We have added the following paragraph on citokine blocking therapies in the introduction:

"Owing to their remarkable results in targeting inflammation in autoimmune disease, interleukin blocking agents have been tested for the treatment of HF. The ATTACH (n=150) [26] and RENEWAL (n=2048) [27] trials investigated TNF-α antagonism in moderate-to-severe HFrEF. Neither trial reported improved symptoms or decreased death or heart failure hospitalization rates, with the larger dose of infliximab tested in ATTACH being associated with increased mortality. IL-1 blocking has been attempted in HFpEF. While patients treated with anakinra showed improved aerobic exercise capacity vs. placebo in the pilot D-HART study [28], these findings were not replicated in the phase II follow-up study [29]. These negative results may be explained by the specific characteristics of the inflammatory cascade that contributes to HF pathophysiology, such as [30, 31] : 1) a chronic, low grade systemic inflammation, that is induced by multiple mediators besides TNF-α and IL-1β, such as damage-associated molecular patterns (DAMP) and mitochondria injury, which arise in the setting of myocardial dysfunction; 2) promotion of cell survival and beneficial tissue remodeling by low levels of TNF-α; 3) a by-stander, as opposed to a pathogenic role, of increased cytokine levels seen in HF. Thus approaches that simultaneously focus on immunomodulation of abnormal responses and stimulation of tissue repair may offer more therapeutic promise than immunosuppression in HF."

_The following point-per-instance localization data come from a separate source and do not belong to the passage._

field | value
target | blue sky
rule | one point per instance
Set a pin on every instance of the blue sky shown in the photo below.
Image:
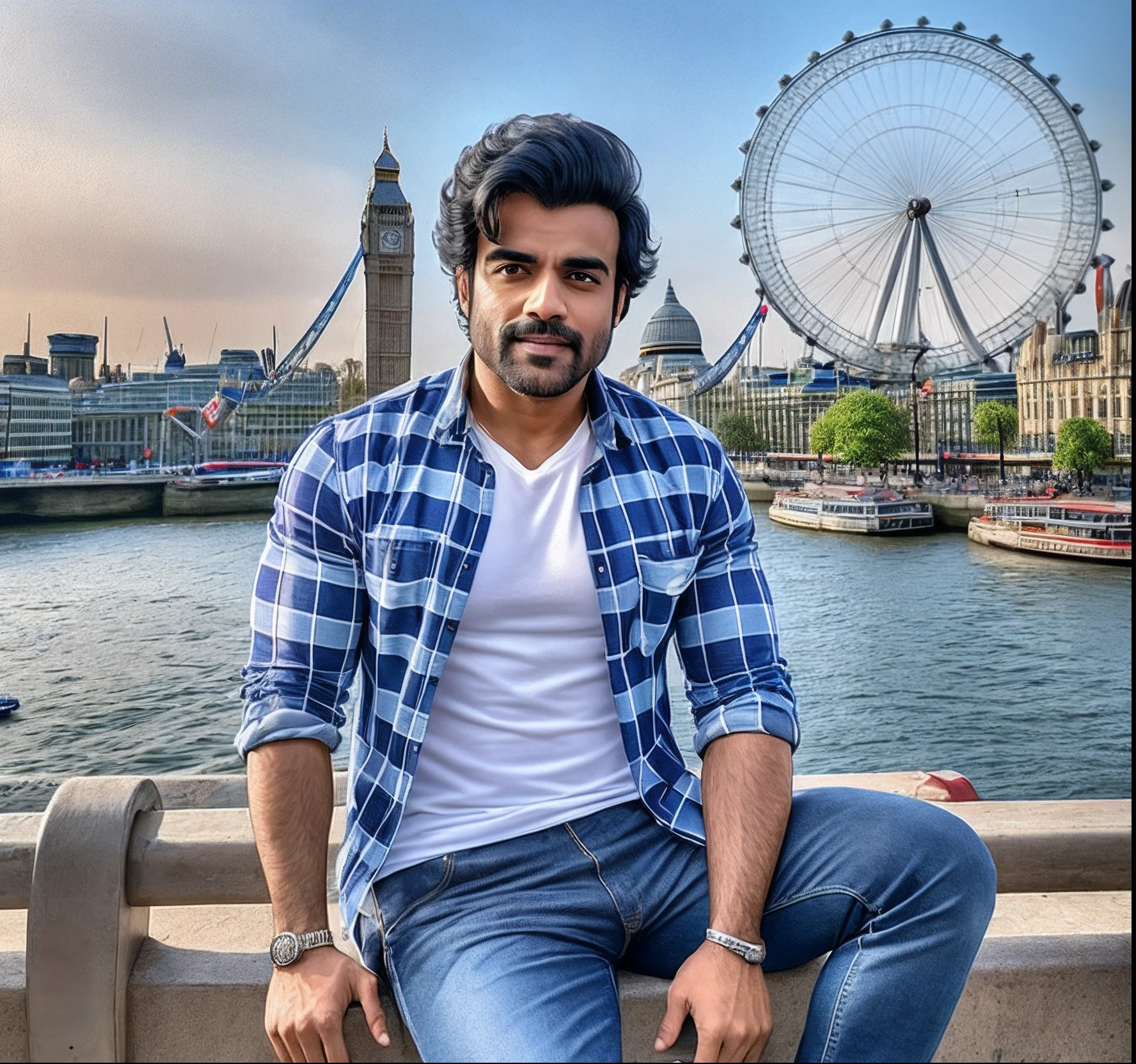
(209, 162)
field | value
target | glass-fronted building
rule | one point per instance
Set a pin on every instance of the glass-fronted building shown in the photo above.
(130, 421)
(35, 419)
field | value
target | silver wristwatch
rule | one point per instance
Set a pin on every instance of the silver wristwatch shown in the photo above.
(751, 953)
(288, 947)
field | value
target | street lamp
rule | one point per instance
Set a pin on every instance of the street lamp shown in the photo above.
(915, 407)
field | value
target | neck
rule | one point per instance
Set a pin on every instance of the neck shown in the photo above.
(531, 430)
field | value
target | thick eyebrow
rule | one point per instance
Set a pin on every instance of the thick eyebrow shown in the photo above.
(509, 256)
(587, 263)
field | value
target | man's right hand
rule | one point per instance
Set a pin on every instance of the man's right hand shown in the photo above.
(307, 1001)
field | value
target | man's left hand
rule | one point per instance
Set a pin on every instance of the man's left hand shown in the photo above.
(729, 1002)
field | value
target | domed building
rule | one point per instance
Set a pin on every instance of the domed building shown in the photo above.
(672, 347)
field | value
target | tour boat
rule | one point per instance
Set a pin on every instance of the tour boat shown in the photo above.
(867, 512)
(1090, 529)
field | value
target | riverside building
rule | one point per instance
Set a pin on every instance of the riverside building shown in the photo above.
(122, 423)
(786, 402)
(35, 416)
(1080, 375)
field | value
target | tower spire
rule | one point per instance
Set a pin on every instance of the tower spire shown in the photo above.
(386, 166)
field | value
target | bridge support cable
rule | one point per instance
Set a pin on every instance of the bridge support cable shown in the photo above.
(230, 399)
(716, 374)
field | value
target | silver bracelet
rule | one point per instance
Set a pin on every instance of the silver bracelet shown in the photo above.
(751, 953)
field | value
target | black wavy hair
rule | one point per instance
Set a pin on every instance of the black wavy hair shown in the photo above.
(559, 160)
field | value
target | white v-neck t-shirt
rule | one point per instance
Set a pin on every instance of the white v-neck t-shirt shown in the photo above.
(523, 733)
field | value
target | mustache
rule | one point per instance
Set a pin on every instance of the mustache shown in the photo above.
(527, 327)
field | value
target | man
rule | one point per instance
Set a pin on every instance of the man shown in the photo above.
(505, 551)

We have also discussed potential causes of heterogenous results of prior cell therapy trials in the following paragraph:

"However, multiple small MSC trials in HFrEF have been conducted, and thus far have yielded heterogeneous results, possibly as a result of insufficient understanding of MSC mechanisms of action and consequent inclusion of patients unlikely to benefit from therapy, the enrolment of heterogeneous patient populations, the lack of standardized cell-processing protocols, and differences in study design [112, 113]. We and others [112] believe an absence of therapeutic effect is unlikely, as MSCs have been associated with a ~7-9% increase in LVEF after acute myocardial infarction at 4-6 months after cell therapy. The lack of persistence of effect is, in our view, entirely expectable after a single cell administration, and sustained therapeutic benefit will most likely require reinfusion of MSCs at later time points. "

We have also added a summary figure to the manuscript.